U.S. State Department Releases Review of China's S. China Sea Claims
The U.S. State Department's ocean boundaries department has issued a comprehensive outline of the U.S. government's views of China's maritime claims in the South China Sea.
The South China Sea is a large, semi-enclosed sea surrounded by Brunei, China, Indonesia, Malaysia, the Philippines, Singapore, Taiwan and Vietnam. China claims sovereignty over the vast majority of the body of water under its sweeping "nine-dash-line" and "Four Sha" policies, including areas located hundreds of nautical miles from Chinese shores. The Permanent Court of Arbitration in the Hague rejected these claims in a landmark ruling in 2016, but China has broadly ignored the court's decision and has worked to shore up its regional presence, creating militarized island outposts and enlarging its maritime militia.
The 47-page State Department report is the latest in a long series of "Limits in the Seas" position papers, which are compiled and issued by the department's Bureau of Oceans and International Environmental and Scientific Affairs. The last time that the bureau published a paper on China's maritime claims was in 2014, and the new report is twice as long, reflecting the many changes over the past eight years.
In the study, the bureau lays out a detailed review of current U.S. policy on South China Sea maritime claims. It asserts that Beijing’s claims to sovereignty over more than one hundred land features that disappear below the sea surface at high tide are invalid, as they are not subject to any national claim. This means that they are not capable of generating any of the maritime zones that extend from a nation's shoreline, such as a territorial sea or an EEZ.
The State Department also dismisses China's use of straight baselines to enclose large swaths of the South China Sea within the bounds of its own territorial seas. "None of the four 'island groups' claimed by the PRC in the South China Sea . . . meet the geographic criteria for using straight baselines under [UNCLOS]," the bureau noted. The question is newly relevant because of China's developing interest in using island-based claims as the basis for its jurisdiction over the waters of the South China Sea, a retreat from its historic reliance on the 1947 "nine-dash line" chart created by Kuomintang cartographers.
U.S. Department of State
The bureau also dismisses China's assertion that it has “historic rights” to waters in the South China Sea, noting that there is no such category in UNCLOS.
“The overall effect of these maritime claims is that the PRC (People’s Republic of China) unlawfully claims sovereignty or some form of exclusive jurisdiction over most of the South China Sea. These claims gravely undermine the rule of law in the oceans and numerous universally-recognized provisions of international law,” said the bureau.

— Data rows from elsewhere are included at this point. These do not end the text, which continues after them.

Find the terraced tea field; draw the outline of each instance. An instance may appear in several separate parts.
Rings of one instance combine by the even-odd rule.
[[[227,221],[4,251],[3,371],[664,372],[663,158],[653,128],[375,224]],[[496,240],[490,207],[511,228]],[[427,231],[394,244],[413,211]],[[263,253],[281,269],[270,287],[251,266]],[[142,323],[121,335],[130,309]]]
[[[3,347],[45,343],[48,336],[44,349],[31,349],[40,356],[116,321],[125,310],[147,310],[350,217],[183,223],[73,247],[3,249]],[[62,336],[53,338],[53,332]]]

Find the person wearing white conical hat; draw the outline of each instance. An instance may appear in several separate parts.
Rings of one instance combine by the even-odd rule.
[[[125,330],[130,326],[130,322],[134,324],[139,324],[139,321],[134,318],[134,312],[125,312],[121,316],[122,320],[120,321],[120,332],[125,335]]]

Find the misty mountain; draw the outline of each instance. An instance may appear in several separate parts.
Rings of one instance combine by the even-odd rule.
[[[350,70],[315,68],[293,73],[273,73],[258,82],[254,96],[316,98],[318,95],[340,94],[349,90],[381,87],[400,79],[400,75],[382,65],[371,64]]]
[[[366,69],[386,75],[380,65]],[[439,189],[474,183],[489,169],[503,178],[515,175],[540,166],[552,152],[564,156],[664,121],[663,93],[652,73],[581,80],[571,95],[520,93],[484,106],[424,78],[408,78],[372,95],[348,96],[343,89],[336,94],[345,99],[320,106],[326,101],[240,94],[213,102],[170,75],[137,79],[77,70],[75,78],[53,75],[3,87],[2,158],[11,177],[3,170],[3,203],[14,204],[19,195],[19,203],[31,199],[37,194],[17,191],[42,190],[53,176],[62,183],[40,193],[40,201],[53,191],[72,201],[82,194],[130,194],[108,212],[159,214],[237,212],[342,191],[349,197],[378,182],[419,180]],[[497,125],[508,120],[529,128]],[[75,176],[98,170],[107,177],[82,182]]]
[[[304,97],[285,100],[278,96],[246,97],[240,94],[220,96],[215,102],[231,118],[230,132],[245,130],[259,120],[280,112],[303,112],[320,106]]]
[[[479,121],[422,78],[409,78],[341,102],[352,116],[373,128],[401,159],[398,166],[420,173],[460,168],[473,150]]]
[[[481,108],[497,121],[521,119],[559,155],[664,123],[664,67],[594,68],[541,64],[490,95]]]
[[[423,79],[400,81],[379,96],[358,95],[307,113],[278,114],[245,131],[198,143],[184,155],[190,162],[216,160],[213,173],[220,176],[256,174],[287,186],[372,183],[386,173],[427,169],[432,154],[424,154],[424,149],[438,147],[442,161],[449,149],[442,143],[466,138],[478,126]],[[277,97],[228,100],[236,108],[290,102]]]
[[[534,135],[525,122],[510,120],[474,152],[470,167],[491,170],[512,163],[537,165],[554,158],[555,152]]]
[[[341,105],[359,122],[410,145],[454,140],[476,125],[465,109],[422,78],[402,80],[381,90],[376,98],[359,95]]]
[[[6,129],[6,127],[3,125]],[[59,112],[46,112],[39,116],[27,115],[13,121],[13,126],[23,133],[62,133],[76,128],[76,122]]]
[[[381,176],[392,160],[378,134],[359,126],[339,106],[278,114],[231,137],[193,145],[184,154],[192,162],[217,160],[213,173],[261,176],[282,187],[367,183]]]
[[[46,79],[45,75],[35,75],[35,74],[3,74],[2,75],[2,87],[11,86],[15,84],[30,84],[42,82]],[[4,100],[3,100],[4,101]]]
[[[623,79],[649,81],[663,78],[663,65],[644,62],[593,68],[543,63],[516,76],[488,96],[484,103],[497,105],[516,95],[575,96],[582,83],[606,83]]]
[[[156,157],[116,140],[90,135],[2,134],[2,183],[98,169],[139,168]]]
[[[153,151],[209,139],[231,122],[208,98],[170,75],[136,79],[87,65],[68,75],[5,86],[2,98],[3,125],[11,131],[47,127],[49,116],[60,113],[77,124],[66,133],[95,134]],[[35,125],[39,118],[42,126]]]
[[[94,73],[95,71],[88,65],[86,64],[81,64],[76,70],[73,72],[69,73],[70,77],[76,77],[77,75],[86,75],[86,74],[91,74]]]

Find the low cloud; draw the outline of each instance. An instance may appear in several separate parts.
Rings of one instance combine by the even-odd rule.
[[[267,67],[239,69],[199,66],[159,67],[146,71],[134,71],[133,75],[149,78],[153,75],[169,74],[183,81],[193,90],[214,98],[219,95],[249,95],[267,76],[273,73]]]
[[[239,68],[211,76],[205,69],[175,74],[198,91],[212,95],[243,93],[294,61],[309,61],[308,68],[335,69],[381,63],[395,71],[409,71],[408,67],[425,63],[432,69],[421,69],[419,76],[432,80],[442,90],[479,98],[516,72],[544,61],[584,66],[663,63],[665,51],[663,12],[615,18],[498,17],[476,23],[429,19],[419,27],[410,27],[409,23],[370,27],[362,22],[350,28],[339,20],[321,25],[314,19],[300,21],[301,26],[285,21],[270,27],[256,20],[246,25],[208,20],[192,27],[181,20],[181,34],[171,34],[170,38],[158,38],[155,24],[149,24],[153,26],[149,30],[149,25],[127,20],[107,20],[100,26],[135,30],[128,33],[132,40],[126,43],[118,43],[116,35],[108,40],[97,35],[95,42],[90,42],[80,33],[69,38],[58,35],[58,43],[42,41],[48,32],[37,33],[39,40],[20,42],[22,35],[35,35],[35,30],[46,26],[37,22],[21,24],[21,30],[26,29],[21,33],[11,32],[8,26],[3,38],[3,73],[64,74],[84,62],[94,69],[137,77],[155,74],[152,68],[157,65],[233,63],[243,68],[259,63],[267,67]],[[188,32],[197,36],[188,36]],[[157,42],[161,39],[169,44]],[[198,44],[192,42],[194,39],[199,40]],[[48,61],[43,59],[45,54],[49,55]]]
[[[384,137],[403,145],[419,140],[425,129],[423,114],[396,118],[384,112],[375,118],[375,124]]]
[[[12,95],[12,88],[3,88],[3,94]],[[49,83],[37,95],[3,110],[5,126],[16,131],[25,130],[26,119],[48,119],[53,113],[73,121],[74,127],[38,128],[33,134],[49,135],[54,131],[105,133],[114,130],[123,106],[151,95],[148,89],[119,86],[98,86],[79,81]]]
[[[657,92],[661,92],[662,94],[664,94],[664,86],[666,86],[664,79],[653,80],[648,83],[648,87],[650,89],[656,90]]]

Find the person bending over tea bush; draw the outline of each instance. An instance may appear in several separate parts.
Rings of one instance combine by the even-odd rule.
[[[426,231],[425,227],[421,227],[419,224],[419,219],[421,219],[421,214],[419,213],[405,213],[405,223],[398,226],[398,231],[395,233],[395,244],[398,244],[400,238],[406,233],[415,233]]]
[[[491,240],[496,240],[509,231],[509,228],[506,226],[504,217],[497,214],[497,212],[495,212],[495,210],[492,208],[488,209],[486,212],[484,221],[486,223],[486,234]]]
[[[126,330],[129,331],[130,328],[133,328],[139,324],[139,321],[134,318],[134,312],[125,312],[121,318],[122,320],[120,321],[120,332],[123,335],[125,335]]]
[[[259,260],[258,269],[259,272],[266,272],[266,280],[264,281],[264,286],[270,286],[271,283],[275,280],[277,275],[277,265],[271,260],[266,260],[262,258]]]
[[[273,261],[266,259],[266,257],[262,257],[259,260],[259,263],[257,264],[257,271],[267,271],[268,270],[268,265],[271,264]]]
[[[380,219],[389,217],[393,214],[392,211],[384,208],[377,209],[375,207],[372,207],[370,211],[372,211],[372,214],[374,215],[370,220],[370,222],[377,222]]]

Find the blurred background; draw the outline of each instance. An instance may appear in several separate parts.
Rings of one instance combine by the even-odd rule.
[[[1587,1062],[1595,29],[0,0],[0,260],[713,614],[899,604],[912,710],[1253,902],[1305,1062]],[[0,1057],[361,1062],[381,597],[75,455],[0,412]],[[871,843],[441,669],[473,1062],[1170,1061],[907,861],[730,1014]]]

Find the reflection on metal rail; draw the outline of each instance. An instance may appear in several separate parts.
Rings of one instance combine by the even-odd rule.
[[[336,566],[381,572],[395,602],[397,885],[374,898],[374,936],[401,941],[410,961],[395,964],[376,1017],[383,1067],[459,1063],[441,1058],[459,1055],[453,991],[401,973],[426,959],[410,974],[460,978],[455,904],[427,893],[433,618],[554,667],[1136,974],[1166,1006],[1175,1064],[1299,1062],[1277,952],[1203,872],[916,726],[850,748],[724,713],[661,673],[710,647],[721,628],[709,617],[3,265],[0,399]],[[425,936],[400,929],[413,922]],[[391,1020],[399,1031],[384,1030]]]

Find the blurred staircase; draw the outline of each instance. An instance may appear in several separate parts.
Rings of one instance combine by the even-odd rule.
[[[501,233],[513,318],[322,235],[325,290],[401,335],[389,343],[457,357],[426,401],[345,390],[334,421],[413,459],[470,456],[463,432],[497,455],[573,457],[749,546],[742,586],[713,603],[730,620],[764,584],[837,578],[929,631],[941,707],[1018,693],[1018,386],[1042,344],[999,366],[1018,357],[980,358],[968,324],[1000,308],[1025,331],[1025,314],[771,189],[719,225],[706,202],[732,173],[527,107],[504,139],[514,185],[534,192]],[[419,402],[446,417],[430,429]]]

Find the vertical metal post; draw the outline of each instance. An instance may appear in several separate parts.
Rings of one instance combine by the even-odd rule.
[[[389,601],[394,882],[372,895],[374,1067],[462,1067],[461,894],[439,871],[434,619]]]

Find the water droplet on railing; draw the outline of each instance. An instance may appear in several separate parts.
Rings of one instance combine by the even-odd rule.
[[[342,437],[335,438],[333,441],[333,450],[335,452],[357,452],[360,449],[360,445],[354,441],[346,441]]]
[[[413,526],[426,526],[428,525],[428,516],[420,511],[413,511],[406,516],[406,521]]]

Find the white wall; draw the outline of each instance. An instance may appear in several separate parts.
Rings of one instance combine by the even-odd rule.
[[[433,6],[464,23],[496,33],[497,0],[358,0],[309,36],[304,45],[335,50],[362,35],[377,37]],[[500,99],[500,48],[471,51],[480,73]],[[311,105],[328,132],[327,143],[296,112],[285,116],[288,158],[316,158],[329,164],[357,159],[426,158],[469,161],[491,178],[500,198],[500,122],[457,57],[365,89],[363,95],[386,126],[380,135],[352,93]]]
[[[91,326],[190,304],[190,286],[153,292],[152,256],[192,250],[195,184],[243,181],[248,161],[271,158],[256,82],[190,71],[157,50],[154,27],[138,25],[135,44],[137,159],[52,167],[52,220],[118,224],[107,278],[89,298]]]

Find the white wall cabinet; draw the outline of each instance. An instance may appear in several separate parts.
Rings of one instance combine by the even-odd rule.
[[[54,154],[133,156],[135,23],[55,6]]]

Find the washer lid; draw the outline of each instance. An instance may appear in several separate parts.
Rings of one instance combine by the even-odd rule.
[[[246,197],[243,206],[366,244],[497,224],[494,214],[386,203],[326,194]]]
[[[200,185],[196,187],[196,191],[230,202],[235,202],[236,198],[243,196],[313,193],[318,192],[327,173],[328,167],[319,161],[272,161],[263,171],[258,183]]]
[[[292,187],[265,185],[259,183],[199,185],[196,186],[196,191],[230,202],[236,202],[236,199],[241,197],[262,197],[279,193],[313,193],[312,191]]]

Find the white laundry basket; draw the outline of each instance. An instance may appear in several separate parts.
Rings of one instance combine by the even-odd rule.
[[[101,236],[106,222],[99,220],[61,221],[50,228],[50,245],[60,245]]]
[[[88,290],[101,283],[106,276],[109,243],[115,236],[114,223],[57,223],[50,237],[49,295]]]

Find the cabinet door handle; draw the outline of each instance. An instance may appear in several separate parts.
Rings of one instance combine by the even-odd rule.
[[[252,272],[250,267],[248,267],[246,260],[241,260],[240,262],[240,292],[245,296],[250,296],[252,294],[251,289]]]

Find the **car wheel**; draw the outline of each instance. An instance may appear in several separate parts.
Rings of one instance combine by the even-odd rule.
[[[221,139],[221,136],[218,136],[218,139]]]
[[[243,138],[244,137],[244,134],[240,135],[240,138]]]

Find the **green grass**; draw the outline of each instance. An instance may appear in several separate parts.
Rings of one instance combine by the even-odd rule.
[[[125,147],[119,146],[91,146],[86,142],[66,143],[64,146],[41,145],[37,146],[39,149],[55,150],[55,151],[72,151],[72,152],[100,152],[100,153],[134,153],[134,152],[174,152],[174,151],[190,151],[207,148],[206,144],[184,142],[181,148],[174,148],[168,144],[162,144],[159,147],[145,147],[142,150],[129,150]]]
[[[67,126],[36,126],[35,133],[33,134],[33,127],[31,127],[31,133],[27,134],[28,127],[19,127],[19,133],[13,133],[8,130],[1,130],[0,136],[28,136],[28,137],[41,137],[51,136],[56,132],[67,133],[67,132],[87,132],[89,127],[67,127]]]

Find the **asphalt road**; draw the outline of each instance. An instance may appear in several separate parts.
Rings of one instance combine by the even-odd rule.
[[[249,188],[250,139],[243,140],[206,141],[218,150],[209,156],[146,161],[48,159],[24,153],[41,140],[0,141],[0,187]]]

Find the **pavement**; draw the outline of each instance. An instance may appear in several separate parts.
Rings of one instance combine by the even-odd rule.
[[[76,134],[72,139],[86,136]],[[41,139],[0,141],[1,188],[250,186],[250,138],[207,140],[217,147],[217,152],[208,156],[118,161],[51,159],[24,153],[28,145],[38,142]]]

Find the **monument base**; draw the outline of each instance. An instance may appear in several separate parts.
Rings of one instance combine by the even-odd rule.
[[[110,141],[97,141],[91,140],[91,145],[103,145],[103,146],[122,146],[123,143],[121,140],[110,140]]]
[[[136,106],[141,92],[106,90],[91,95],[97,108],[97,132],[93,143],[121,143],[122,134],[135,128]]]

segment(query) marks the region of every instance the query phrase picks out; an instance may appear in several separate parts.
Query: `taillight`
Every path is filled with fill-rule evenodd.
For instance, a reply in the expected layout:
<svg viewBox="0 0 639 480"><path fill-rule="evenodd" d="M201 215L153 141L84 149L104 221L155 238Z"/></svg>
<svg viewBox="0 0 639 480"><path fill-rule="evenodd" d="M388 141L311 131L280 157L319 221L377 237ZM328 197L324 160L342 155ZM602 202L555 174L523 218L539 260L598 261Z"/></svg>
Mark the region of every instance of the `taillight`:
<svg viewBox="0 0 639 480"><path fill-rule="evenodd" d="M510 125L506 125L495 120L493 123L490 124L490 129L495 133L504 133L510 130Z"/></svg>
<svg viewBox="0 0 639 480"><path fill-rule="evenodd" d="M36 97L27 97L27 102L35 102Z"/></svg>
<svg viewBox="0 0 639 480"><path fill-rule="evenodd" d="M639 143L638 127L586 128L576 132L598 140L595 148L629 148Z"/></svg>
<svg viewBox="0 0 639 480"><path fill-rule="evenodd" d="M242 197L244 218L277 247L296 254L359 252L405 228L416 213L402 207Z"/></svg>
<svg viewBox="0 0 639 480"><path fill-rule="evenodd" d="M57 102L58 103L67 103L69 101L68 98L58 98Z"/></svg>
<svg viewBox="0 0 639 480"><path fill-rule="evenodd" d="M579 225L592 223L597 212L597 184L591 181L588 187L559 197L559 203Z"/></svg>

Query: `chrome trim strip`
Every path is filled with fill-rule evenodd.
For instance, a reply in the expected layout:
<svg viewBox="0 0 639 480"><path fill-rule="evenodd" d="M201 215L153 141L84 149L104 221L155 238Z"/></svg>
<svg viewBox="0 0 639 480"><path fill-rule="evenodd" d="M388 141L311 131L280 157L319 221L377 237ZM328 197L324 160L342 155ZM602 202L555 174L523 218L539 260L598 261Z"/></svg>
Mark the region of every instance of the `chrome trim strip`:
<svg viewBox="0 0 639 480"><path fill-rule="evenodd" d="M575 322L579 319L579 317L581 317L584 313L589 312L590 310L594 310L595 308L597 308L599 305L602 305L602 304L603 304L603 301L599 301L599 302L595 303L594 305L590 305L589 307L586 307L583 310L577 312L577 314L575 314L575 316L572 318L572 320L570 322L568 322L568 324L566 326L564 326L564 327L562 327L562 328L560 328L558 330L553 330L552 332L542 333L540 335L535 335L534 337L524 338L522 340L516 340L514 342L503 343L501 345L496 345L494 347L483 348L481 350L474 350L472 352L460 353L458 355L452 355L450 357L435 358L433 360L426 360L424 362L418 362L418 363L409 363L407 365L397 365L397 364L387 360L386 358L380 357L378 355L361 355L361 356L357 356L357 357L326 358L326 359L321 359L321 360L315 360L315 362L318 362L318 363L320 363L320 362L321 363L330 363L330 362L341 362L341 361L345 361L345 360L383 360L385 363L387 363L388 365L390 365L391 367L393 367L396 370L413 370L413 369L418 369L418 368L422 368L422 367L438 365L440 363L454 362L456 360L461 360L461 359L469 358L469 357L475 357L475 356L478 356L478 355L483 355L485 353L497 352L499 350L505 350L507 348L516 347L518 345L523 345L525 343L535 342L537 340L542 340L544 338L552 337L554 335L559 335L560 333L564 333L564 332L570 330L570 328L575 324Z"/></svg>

In a response issued Thursday, Chinese Foreign Ministry spokesman Wang Wenbin reiterated China's views on the ownership of the South China Sea. "The media note and study of the US side misrepresent international law to mislead the public, confuse right with wrong and upset the regional situation," Wenbin said. "China’s Nanhai Zhudao [South China Sea Islands] has internal waters, territorial sea, contiguous zone, Exclusive Economic Zone and continental shelf."